Ein Hamburger Hogan Lovells-Team um Partner Tinnefeld berät Evotec seit einiger Zeit in Datenschutzfragen und wurde nun für den Cybervorfall international verbreitert um Teams aus den USA, Frankreich, Italien und Großbritannien. Überall dort hat Evotec Standorte.

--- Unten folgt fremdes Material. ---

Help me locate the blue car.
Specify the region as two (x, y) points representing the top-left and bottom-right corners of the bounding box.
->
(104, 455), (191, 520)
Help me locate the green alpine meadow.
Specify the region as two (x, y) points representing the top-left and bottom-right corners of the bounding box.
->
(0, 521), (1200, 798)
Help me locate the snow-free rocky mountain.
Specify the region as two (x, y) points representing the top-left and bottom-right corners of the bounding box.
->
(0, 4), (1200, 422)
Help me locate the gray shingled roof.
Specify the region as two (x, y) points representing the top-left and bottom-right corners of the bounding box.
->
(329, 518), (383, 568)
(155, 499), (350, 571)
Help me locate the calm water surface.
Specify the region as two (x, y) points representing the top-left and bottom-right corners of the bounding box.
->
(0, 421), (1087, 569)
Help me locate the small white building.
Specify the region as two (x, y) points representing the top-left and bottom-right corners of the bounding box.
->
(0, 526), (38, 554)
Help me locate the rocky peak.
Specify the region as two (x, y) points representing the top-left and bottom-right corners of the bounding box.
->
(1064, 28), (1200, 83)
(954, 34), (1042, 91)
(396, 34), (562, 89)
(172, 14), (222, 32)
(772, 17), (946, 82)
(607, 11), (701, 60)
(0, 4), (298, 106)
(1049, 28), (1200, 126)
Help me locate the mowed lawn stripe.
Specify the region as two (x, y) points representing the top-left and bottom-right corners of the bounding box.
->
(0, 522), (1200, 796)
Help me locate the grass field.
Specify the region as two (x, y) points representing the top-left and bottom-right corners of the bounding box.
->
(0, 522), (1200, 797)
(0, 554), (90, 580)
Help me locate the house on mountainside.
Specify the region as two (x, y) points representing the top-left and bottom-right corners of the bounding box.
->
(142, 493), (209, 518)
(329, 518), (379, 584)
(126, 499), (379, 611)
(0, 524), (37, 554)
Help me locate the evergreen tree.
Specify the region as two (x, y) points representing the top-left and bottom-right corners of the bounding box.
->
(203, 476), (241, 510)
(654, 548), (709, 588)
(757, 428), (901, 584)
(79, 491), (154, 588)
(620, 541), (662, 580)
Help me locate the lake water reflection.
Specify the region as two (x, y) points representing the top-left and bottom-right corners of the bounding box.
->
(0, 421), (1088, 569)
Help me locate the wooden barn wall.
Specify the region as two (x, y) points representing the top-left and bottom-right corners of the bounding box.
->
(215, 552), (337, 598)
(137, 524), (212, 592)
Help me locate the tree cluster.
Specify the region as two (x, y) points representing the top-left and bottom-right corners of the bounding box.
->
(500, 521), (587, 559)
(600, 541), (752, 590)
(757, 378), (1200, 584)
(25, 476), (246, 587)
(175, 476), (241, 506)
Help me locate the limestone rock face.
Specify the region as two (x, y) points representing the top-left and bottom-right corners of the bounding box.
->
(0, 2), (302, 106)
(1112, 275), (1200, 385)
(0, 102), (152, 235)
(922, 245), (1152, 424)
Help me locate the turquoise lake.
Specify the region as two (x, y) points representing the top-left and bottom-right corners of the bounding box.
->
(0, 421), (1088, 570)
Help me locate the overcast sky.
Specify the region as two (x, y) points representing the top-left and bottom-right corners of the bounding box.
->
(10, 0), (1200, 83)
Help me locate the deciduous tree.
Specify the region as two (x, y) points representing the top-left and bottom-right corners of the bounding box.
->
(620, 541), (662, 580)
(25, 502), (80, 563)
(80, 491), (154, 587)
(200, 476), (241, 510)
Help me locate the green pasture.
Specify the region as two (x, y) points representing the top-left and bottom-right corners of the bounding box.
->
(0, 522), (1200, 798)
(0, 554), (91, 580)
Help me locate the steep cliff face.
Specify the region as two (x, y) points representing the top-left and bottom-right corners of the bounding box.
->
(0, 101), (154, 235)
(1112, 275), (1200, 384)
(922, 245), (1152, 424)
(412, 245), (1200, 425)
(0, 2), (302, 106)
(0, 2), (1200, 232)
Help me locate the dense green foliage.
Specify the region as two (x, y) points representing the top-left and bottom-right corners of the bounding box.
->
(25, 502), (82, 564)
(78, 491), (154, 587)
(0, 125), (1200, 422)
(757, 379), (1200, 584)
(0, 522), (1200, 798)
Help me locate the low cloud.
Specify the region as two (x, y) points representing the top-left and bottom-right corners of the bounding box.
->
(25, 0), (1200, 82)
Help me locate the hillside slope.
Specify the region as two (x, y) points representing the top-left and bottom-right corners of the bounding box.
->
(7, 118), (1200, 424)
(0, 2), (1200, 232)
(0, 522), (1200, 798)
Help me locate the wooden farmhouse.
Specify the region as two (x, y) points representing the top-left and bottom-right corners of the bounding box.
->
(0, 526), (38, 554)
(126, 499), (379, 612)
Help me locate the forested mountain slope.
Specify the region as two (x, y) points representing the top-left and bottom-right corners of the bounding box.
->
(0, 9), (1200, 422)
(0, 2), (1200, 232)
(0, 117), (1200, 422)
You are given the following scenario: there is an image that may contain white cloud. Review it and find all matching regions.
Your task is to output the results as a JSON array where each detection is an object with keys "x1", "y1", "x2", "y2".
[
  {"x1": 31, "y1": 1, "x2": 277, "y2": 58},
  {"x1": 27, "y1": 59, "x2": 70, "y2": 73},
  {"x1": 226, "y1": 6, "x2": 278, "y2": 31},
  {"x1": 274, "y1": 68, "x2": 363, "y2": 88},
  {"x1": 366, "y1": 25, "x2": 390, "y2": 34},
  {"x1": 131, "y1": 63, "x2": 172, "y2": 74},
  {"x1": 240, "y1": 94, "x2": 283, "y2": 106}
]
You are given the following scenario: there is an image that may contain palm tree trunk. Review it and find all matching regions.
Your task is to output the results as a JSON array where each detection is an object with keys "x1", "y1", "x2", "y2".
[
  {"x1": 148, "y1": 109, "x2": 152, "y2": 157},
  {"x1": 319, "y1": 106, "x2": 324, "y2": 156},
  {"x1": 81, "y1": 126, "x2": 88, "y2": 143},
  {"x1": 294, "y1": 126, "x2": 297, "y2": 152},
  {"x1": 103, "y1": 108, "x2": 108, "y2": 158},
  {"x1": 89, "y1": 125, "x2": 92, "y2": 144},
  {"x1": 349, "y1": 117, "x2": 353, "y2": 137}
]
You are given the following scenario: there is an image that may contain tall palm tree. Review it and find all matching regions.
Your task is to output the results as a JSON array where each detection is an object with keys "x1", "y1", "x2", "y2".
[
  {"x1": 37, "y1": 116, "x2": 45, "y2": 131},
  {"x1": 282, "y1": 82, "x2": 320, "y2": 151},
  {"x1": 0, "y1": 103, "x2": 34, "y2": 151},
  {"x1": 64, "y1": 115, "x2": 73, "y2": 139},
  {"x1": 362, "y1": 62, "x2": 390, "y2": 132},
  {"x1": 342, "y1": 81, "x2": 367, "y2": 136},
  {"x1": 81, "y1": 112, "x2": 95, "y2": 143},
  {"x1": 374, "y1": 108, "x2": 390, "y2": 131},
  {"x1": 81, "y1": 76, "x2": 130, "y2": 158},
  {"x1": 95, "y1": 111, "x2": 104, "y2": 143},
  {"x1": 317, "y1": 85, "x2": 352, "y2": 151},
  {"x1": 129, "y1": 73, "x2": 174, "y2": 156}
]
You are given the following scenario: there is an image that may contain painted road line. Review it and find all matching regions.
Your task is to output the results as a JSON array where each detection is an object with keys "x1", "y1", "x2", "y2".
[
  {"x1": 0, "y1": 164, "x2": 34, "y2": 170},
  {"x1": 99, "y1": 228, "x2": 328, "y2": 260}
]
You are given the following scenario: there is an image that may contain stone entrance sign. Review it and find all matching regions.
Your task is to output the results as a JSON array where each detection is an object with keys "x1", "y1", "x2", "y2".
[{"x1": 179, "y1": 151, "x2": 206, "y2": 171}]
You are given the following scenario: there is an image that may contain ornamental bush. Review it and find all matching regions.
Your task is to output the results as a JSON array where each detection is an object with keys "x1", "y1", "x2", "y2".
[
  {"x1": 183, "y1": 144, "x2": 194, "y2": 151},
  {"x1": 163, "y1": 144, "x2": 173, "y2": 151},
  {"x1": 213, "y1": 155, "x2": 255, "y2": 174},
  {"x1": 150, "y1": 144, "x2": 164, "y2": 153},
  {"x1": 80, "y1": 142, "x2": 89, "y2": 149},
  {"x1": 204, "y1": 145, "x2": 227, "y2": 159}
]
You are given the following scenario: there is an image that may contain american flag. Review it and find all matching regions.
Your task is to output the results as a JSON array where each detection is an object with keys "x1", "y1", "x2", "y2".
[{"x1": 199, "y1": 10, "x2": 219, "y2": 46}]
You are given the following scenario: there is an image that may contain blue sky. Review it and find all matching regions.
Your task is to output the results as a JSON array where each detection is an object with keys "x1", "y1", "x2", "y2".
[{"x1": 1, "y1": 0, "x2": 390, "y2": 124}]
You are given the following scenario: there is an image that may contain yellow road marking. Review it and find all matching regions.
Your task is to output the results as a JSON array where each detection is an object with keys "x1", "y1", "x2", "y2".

Tinnefeld gehört zum Kernteam der Privacy and Cyber Litigation Task Force von Hogan Lovells. Die Task Force, zu der auch der Düsseldorfer Partner Dr. Marcus Schreibauer sowie der Münchner Partner Dr. Martin Pflüger gehören, umfasst rund 30 Rechtsanwältinnen und Rechtsanwälten aus den Bereichen Datenschutz, Litigation, Produkthaftung und der strategisch-regulatorischen Corporate-Beratung.
Auch Freshfields wird von Evotec mandatiert
Die im Juni anstehende Hauptversammlung bereitet Evotecs Chefjurist Dargel parallel zusammen mit Legal Counsel Mirjam Ende vor, ohne externe Kanzleiberatung. Unterstützt werden sie von Dienstleister Better Orange und dem Notariat Dr. Kleinstück & Dr. Reski, welches das Unternehmen schon seit über zehn Jahren begleitet.
Im vergangenen Jahr hatte Evotec die HV hingegen gemeinsam mit einem Team um Prof. Dr. Christoph Seibt von Freshfields Bruckhaus Deringer vorbereitet. Hintergrund war, dass der wesentliche Agendapunkt ein neues Aktienoptionsprogramm beziehungsweise Beteiligungsprogramm (LTI) war, zu dessen Gestaltung Freshfields beraten hatte. Die Kanzlei unterstützte nachfolgend auch den Zukauf von Central Glass Germany 2022 sowie kürzlich die Abstimmung eines Darlehens in Höhe von 150 Millionen Euro, welches die Europäischen Investitionsbank dem Biotechunternehmen gewährte.